From a development perspective, the research underscores how AI agents—when asked to optimize for efficiency or resilience in simulated economies—tend to converge on a small set of digital money forms. This convergence could inform the design of wallet interfaces, AI-driven financial planning tools, and cyber-physical systems that rely on digital value transfers. It also raises policy questions about the role of programmable money in cross-border ecosystems and how guardians of financial stability might respond to AI-generated preferences that favor digital currencies in abstract decision environments.
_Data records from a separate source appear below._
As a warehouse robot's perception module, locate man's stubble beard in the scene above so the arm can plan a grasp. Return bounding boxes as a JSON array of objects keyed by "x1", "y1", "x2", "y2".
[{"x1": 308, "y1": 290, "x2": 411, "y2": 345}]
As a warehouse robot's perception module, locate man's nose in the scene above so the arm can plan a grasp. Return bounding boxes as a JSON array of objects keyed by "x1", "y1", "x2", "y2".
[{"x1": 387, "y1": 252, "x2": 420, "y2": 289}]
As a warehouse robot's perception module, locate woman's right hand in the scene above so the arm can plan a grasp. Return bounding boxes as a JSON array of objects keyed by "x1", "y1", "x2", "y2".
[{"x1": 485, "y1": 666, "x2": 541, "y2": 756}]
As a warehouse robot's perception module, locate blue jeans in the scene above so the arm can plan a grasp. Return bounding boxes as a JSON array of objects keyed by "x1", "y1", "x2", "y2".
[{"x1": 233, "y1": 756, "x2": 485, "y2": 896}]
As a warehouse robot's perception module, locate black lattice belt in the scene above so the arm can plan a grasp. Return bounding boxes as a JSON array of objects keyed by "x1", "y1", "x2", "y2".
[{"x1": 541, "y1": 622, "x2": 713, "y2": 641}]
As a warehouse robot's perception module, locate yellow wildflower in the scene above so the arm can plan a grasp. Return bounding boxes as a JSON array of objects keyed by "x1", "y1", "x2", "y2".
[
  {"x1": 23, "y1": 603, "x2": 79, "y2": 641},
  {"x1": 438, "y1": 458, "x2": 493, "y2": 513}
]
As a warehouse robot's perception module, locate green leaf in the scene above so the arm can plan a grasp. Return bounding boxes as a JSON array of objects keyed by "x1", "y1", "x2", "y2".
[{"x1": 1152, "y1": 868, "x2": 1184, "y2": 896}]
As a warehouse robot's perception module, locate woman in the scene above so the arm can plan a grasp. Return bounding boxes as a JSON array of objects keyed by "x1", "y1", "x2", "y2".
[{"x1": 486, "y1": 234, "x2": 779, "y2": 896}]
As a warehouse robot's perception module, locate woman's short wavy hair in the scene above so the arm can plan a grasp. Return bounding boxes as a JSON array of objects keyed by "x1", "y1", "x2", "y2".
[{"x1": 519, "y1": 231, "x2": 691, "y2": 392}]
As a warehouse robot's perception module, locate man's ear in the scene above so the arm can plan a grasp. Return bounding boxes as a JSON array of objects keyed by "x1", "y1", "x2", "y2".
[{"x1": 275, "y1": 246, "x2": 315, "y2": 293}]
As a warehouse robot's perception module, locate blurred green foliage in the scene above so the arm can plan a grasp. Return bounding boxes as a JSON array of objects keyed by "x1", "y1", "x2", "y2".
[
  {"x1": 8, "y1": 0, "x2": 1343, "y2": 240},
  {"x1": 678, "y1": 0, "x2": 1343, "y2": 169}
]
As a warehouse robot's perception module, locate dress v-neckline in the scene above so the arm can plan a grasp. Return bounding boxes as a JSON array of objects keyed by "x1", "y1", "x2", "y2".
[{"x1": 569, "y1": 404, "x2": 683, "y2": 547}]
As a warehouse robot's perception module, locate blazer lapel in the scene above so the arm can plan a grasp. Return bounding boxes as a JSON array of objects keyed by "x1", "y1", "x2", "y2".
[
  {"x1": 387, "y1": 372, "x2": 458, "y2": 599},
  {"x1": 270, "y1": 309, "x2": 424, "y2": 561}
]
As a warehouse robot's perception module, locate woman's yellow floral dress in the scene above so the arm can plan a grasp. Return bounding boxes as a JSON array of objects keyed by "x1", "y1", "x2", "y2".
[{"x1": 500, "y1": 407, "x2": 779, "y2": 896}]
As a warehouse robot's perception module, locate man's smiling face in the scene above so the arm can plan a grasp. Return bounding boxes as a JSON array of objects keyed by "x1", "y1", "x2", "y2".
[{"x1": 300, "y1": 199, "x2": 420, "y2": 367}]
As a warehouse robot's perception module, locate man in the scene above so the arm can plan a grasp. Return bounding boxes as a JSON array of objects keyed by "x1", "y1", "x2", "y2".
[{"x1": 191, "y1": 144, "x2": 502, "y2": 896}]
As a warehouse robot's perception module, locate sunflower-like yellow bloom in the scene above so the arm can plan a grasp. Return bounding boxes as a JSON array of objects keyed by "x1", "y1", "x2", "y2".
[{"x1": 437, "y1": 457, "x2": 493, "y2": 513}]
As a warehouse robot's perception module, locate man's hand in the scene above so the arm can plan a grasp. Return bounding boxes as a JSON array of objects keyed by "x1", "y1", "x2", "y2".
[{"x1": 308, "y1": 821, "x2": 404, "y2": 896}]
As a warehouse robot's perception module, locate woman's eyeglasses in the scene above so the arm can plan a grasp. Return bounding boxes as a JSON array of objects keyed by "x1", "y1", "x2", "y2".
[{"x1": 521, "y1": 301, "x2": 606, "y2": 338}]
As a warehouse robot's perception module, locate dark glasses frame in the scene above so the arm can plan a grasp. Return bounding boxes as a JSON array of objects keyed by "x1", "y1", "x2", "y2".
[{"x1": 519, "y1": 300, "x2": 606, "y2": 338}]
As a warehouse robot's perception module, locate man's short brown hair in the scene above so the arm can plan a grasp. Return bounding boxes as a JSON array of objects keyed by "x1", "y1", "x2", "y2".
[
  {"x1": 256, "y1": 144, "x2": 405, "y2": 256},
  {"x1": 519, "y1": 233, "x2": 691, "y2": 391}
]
In other words, the study is less about predicting the next price move and more about understanding how AI framing shapes perceptions of what “money” should look like in a digitized world.
The research also points to distinct differences across AI families. Anthropic models leaned most toward Bitcoin, while other providers displayed broader variance. These disparities remind readers that the results are contingent on the models’ training data and internal prompts rather than a universal forecast for asset demand. While some may interpret the Bitcoin bias as an endorsement of BTC in all contexts, the authors are careful to emphasize that the observed preferences do not translate directly into real-world adoption or policy outcomes. They describe the results as patterns emerging from the interplay between model design and the digital money landscape rather than a prescriptive verdict on fiat, stablecoins, or Bitcoin itself.
What to watch next
- Expanded model coverage: expect the BPI to include more AI models and more providers to test whether the BTC preference persists across the broader AI ecosystem.
- Framing sensitivity: researchers will experiment with alternative prompts to determine how wording and context influence outcomes.
- Broader scenarios: additional situations—such as storing earnings across multiple countries and complex settlement schemes—could further illuminate how AI perceives money in varied environments.
- Implications for tooling: developers building AI-assisted financial tools may use these insights to shape asset-selection features and risk disclosures in simulated environments.
Sources & verification
Bitcoin’s role in AI-driven monetary tests: what the study reveals
Bitcoin (CRYPTO: BTC) emerged as the leading instrument across the majority of prompts, appearing in 48.3% of the 9,072 responses generated by 36 models across six providers, according to the Bitcoin Policy Institute’s report released on MoneyForAI.org. The exercise probed a range of economic scenarios—from preserving purchasing power over years to everyday payments—testing how AI agents allocate value across money forms. The result is a strong tilt toward digital money, particularly Bitcoin, as the substrate for economic activity that can function across borders and regulatory regimes.
In long-horizon scenarios, the study found 79.1% of AI responses favored Bitcoin, marking the most pronounced bias in any tested category. This constellation of results suggests that, when asked to optimize for durability and sovereignty, AI agents consistently gravitate toward assets that retain value independently of any single country’s monetary policy. The digital-money axis appears to be the most favored frame for multi-year planning within the tested prompts, hinting at how future AI tools might simulate or advise on wealth preservation in a world where fiat policies are volatile or opaque.
Conversely, when the focus shifts to payments and transactions—whether micropayments or cross-border transfers—stablecoins win a higher share: 53.2% of responses favored stablecoins, while Bitcoin attracted 36%. The transactional efficiency and network familiarity of stablecoins explain their appeal in these contexts, where rapid settlement and compatibility with existing systems can matter as much as asset selection in a simulated environment. A prominent industry observer noted that stablecoins’ ability to be frozen is a double-edged sword: it provides control in certain regulatory settings but removes a layer of confidence for users seeking an uninterrupted transfer capability. Jeff Park, the chief investment officer at Bitwise, framed the context succinctly: the “most obvious explanation” for stablecoins’ relative performance in these scenarios is the ability to freeze, whereas Bitcoin cannot be frozen, offering a durable trust anchor in a digital suite of tools.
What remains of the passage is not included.